Research Information System
APPLIED SCIENCES, vol.15, no.23, pp.1-23, 2025 (SCI-Expanded, Scopus)
Predicting blast-induced vibrations in twin tunnels is challenging due to complex wave-cavity interactions, which render conventional scaled-distance (PPV-SD) models inadequate. This study introduces a hybrid empirical-probabilistic framework to quantify the probability of exceeding regulatory vibration thresholds. Field data from the Northern Marmara Highway project first quantitatively confirm the severe degradation of the classical scaled-distance (PPV-SD) method in twin-tunnel geometry, reducing a strong correlation (R = 0.82) to insignificance. A Random Forest sensitivity analysis, applied to 123 blast records, ranked the governing parameters, guiding the development of a deterministic multi-parameter regression model (R = 0.72).
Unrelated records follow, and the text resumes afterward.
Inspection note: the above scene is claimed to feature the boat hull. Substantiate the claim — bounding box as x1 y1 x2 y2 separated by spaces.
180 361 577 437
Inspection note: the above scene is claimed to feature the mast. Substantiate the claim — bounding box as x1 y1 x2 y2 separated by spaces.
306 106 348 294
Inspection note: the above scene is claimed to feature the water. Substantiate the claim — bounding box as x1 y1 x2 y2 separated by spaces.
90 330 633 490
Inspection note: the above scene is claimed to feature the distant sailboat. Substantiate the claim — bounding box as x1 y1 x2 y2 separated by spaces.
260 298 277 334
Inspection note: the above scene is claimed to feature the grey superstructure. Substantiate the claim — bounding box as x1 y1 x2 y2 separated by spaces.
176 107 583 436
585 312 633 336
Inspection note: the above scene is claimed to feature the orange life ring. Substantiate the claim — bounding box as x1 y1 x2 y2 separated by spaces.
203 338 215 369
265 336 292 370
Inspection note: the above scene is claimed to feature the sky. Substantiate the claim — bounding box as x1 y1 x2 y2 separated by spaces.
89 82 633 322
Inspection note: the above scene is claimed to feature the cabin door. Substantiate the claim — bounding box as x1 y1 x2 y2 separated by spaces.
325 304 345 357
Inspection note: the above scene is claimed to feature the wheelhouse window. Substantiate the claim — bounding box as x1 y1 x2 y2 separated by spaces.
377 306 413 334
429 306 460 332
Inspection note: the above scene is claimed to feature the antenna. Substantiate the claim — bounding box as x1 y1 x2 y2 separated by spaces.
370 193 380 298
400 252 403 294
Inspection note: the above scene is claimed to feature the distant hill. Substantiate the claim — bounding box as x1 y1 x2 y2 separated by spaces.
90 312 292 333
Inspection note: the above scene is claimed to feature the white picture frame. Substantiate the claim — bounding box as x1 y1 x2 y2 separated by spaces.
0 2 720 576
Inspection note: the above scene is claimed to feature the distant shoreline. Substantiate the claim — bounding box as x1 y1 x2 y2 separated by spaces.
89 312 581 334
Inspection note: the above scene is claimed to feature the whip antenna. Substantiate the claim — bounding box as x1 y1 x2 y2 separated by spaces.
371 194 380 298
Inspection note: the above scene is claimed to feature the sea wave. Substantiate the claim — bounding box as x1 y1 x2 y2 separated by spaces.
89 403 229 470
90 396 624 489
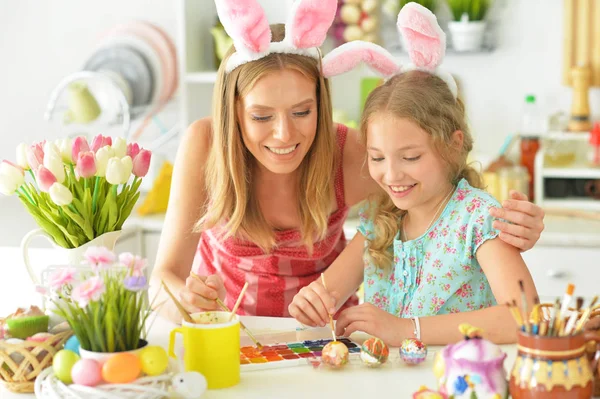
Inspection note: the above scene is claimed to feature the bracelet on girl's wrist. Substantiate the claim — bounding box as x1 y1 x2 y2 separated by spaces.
410 317 421 341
The core innovation of this framework is the embedding of this deterministic model within a Monte Carlo Simulation (MCS) to propagate documented input uncertainties, thereby generating a full probability distribution for PPV. This represents a fundamental advance beyond deterministic point-estimates, as it enables the direct calculation of exceedance probabilities for risk-informed decision-making. For instance, for a regulatory threshold of 10 mm/s, the framework quantified the exceedance probability as P (PPV > 10 mm/s) = 5.2%. The framework’s robustness was demonstrated via validation against 100 independent blast records, which showed strong calibration with 94% of observed PPV values captured within the model’s 90% confidence interval. This computationally efficient framework (<10,000 iterations) provides engineers with a practical tool for moving from deterministic safety factors to quantifiable, risk-informed decision-making.